Depending on the social dynamics of the family, this exchange can be utterly hilarious or throws people into a drive down memory lane. Regardless, when the gift is edible, it brings us to etiquette rule number two. It is always expected of the person receiving the gift to present it to their guests to share almost immediately after it was given. In a more casual setting, this usually looks like me running to the kitchen and arranging a suitable presentation. Oh, how do I love it when guests bring us a collection of Baklava, mainly because I get to eat the first few bites!
Don’t let this scare you away though. In the Arab world, any gift is appreciated because it signifies a gesture of hospitality. Essentially, we love sharing food and gifts because we love sharing great moments with our loved ones.
Though we celebrate every occasion where some form of gift-giving takes place, it is rarely about the materialistic value of the gift. In some instances, and due to the countless events we have, the giver cannot afford to come bearing the most luxurious gifts. Many popular gifts are locally designed accessories, garments like Hijabs, or if you are my aunt…a duvet set. At times, the best gifts are those entirely intangible ones. Cards that bear the occasion’s colors, decorated with the most loving and kind of words can be all is needed.
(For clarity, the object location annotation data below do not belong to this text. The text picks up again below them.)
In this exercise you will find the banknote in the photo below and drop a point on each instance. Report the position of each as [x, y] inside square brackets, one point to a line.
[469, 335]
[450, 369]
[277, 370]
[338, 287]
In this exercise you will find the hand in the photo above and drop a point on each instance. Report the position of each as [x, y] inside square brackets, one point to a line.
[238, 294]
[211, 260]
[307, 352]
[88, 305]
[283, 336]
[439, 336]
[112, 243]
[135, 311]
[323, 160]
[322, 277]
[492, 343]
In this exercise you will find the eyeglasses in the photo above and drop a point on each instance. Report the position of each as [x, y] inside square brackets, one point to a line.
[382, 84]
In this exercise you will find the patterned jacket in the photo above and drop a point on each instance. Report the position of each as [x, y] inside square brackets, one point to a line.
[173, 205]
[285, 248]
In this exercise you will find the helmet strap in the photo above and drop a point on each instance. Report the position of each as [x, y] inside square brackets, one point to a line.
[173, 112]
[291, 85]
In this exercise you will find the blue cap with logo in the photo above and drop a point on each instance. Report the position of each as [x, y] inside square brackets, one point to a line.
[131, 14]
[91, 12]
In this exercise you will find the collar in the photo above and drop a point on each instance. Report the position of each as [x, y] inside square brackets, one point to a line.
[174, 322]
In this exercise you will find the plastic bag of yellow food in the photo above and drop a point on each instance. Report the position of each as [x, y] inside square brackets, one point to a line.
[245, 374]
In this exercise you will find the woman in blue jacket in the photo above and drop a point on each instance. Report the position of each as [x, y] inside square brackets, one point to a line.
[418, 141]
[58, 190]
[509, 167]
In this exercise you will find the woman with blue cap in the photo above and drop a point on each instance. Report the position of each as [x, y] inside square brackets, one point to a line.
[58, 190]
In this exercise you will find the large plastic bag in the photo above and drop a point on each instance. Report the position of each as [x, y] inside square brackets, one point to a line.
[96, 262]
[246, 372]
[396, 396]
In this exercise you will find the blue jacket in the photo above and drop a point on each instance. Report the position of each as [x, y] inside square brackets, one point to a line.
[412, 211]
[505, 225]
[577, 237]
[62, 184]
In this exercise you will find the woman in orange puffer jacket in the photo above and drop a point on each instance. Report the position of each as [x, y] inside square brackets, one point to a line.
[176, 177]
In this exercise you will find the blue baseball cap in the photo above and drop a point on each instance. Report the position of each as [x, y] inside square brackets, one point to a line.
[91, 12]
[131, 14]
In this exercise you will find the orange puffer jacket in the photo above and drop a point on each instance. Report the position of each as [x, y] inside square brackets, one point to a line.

In the Arab world, this comes easier because we have the advantage of a very poetically inclined language. There is one expectation, though. Whatever you bring, it must be the best quality, be it a cheap bracelet or a card. One must put in the time to test and choose the most durable and best quality in the price range determined.
Gift giving in the Arab World is fun. The most enjoyable part of the process is the journey to pick the present and the person’s reaction to it. While the best gifts are the edible ones, in my opinion, it is crucial to choose a gift that reflects the time you have put into choosing it. This recommendation is because that care in choosing the present is directly correlated to how dear the person you’re gifting it to.
There is no better way to put yourself in an awkward situation than showing up to a social event empty-handed, or worse, with a last-minute gift. But worry not, we are a people that love our poetic language. You can always wrap your gift with the best decorative phrases of love and affection, and you’ll get all set.